Semin Hong is interested in reimagining the relationship between people and place. By conducting activities such as repotting the plants, building a temporary shelter in a gallery, and making a map of people’s longing places, she explores contemporary context of place, identity, and belonging. Her investigation spans from what constitutes the state of living to how technology and the internet connects to the home and domestic space in terms of language and semiotics.
Her making process takes its preliminary step by discovering a repetition in daily life. She first accumulates recordings of recurrent materials, situations, scenes like a collector, then later use them as ingredients to decipher the unexplained margin of everyday.
Initial response to her inquiry takes form of a film. She utilises mixture of found images and her own footages recorded from vastly different time periods, and juxtapose them together to create a bridges of the world inside and outside the monitor. Her video challenges the boundary of both worlds which now became so obscure that nearly feels like it never existed from the beginning.

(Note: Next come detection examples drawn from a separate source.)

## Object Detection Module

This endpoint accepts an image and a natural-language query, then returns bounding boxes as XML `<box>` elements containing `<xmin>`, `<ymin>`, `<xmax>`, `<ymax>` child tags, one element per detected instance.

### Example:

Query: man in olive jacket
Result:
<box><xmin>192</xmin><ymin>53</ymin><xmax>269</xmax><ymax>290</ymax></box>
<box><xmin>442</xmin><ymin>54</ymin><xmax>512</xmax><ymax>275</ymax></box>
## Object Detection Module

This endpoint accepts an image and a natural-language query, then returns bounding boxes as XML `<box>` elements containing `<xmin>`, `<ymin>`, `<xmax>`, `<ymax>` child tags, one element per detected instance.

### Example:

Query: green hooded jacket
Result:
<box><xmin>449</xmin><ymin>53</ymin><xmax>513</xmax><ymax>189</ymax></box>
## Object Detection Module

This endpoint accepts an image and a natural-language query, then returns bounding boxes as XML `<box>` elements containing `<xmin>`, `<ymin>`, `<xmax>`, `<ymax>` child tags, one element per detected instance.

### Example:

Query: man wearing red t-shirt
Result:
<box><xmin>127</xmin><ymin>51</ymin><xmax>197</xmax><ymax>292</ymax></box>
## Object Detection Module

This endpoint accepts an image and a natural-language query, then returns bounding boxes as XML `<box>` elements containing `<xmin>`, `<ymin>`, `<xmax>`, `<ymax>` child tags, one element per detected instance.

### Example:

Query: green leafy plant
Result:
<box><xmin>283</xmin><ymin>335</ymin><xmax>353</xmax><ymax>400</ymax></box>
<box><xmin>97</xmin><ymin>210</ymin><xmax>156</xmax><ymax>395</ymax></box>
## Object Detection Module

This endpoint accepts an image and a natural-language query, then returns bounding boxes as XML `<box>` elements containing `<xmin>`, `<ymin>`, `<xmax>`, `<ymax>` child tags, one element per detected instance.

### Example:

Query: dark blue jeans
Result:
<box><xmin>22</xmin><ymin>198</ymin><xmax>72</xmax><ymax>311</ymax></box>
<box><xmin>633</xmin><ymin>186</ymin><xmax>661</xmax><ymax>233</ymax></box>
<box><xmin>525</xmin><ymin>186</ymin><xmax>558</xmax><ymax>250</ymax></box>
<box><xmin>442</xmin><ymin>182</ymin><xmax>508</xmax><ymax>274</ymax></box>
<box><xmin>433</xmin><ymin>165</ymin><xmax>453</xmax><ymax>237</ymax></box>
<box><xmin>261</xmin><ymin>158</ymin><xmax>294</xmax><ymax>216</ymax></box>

The process then extends to breaking down the film into small parts, creating related installation and performance in physical space as a sequel to the film. Whilst attempting to construct more relatable environment that effectively embodies her main video work, she focuses on exploring variables and capturing the progression of how one work entails another.
In Semin’s recent works, she researches what engenders attachments to certain places and how one develops a feeling of home by detaching the elements of home from its normal setting. Furthermore, she suggests exploration of various geographical scales of home; from a single human body to a whole country, where a certain cultural ambiguity is manifested.